Friday, March 29

The Police eliminates the minimum height to access the body except for riot police and geos

The General Directorate of the National Police will abolish the minimum height requirement to access the body, currently 1.65 meters for men and 1.60 for women, although the condition will be maintained to enter the intervention units police, the UIP and the UPR, and the Special Operations Group, the GEO.

The Minister of the Interior, Fernando Grande-Marlaska, announced these changes this Monday after holding a meeting with the director general of the National Police, Francisco Pardo, and those responsible for training and selecting personnel from the body with whom he discussed the new model of access to the National Police.

Specifically, the measure to eliminate the minimum height requirement to be able to sit the oppositions to access the body may start in the next call for tests scheduled for 2023.

Marlaska has highlighted that the measure contributes to breaking “one of the glass ceilings” that prevented women from accessing the body, since the current regulation was more restrictive in the case of applicants, and that its limit —1.60— it is only two centimeters below the average height of women, while in the case of men – 1.65 cm – the margin reaches up to nine centimeters.
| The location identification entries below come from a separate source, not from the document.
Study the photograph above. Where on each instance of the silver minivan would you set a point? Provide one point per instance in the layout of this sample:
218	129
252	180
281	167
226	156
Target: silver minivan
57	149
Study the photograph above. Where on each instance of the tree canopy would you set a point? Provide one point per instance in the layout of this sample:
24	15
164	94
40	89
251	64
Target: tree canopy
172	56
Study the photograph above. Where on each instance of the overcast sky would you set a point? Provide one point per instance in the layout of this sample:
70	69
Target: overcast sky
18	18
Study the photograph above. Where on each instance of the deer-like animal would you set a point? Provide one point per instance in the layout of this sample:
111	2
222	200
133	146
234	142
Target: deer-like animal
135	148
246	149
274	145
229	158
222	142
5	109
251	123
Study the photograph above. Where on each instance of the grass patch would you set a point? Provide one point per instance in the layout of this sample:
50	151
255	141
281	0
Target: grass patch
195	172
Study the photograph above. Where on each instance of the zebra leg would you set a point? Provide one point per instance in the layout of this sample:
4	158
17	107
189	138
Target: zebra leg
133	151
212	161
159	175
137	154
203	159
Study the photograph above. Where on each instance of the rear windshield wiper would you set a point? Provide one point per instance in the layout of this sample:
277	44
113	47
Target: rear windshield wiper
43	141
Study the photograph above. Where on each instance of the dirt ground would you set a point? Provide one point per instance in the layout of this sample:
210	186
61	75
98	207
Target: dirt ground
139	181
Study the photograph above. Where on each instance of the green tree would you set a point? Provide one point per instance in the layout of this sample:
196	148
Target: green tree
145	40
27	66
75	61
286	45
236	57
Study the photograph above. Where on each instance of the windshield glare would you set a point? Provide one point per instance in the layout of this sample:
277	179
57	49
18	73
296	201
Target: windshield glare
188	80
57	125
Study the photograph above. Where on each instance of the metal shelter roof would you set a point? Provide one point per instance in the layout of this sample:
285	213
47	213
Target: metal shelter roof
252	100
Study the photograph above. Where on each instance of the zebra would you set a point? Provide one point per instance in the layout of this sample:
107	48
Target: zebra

With this change, which was also demanded by the majority of police unions, the National Police is on a par with other civilian police forces in European countries, such as France, Italy –Carabinieri and Polizia di Stato–, the Netherlands, Finland, Slovakia, Sweden, Norway , Austria, Ireland, UK, Romania, Denmark and the German Federal Police.

However, the minimum height requirements will be maintained to enter certain special units – UIP, UPR and GEO –, where height affects the effectiveness of the specific police work they carry out. This change will be included in a new regulation that will begin to be discussed with the trade unions in the coming weeks.

In the meeting held this Monday at the headquarters of the General Directorate of the Police, the creation of the new University Training Center of the National Police, approved on December 28, was also analyzed.

Marlaska explained that the Police is preparing the regulatory texts that will allow the start-up of this new center, “a key element” in the process of transforming the model of access, training and promotion in the institution.

“The new model will allow us to have better trained agents, with more knowledge and better means and, therefore, with greater preventive and operational capacity,” the minister stressed.